L^2M^3OF: A Large Language Multimodal Model for Metal-Organic Frameworks

15 Sept 2025 (modified: 11 Feb 2026)Submitted to ICLR 2026EveryoneRevisionsBibTeXCC BY 4.0
Keywords: Crystal Material, Foundation Models for Science
Abstract: Large language models (LLMs) have demonstrated remarkable reasoning capabilities across diverse natural language tasks. However, comparable breakthroughs in scientific discovery are more limited, because understanding complex physical phenomena demands multifaceted representations far beyond language alone. A compelling example is the design of functional materials such as metal-organic frameworks (MOFs) — critical for a range of impactful applications like carbon capture and hydrogen storage. Navigating their vast and intricate design space in language-based representations interpretable by LLMs is challenging due to the numerous possible three-dimensional atomic arrangements and strict reticular rules of coordination geometry and topology.
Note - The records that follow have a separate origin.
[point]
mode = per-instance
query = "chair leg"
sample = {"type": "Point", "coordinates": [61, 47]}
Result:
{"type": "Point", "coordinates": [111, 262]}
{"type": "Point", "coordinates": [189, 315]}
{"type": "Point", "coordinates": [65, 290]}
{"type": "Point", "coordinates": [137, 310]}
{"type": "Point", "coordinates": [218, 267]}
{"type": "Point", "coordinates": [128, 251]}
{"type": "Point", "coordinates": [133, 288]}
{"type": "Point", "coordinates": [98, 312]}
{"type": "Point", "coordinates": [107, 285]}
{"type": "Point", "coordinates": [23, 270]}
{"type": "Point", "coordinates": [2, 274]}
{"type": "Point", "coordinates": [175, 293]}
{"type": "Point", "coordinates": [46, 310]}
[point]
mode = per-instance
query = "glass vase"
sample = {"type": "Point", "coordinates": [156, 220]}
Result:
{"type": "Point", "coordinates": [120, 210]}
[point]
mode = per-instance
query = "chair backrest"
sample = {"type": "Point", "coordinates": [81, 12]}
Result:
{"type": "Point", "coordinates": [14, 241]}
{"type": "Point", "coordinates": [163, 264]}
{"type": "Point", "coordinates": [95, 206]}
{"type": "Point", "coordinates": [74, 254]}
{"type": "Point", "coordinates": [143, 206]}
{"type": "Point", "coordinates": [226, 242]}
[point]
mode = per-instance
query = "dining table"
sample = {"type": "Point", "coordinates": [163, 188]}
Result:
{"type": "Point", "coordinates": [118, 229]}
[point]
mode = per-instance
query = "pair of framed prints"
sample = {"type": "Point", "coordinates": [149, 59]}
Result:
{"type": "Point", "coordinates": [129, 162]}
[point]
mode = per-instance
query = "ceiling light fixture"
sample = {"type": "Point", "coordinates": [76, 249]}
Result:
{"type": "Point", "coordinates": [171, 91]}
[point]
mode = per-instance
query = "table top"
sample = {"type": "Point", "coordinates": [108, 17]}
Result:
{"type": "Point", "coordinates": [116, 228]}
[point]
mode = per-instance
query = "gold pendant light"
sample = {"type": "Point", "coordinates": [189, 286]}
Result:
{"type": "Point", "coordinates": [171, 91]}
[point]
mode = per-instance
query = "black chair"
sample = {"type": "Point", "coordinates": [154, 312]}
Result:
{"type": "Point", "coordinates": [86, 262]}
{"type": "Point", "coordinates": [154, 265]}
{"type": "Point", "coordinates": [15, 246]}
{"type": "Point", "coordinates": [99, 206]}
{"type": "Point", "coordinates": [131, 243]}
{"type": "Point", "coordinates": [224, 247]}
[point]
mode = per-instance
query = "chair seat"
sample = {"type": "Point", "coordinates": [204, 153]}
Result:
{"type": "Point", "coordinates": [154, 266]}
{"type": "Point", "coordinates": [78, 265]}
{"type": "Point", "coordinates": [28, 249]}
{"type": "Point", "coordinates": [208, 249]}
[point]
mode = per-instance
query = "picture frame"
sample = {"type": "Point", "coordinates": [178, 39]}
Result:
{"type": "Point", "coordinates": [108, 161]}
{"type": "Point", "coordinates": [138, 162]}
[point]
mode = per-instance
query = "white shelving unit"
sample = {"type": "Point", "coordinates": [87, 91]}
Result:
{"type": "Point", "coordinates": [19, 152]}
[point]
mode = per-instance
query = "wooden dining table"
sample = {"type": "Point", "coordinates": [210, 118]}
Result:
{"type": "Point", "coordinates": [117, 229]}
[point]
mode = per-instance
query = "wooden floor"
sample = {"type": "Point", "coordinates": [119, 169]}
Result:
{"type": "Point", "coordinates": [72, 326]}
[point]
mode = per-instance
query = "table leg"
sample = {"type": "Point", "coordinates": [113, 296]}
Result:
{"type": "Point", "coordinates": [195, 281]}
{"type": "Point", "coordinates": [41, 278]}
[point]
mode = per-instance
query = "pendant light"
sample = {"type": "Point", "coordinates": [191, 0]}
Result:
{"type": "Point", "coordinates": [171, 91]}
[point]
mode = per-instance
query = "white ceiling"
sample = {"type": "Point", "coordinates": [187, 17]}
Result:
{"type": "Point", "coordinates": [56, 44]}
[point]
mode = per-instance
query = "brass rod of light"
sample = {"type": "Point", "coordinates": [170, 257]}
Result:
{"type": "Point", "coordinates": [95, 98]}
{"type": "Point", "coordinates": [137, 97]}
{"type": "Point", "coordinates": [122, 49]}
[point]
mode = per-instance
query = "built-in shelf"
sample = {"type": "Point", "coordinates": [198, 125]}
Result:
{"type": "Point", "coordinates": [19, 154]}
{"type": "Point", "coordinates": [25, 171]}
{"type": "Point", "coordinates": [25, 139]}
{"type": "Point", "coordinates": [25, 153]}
Despite promising early results in LLM-assisted discovery for simpler materials systems, MOF design remains heavily reliant on tacit human expertise rarely codified in textual information alone. To overcome this barrier, we introduce L^2M^3OF, the first multimodal LLM for MOFs. L^2M^3OF integrates crystal representation learning with language understanding to process structural, textual, and knowledge modalities jointly. L^2M^3OF employs a pre-trained crystal encoder with a lightweight projection layer to compress structural information into a token space, enabling efficient alignment with language instructions. To facilitate training and evaluation, we curate a structure–property–knowledge database of crystalline materials and benchmark L^2M^3OF against state-of-the-art (SOTA) closed-source LLMs such as GPT-5, Gemini-2.5-Pro, and DeepSeek-R1. Experiments show that L^2M^3OF outperforms leading text-based closed-source LLMs in property prediction and knowledge generation tasks, despite using far fewer parameters. These results highlight the importance of multimodal approaches for porous crystalline material understanding and establish L^2M^3OF as a foundation for next-generation AI systems in materials discovery.
Primary Area: applications to physical sciences (physics, chemistry, biology, etc.)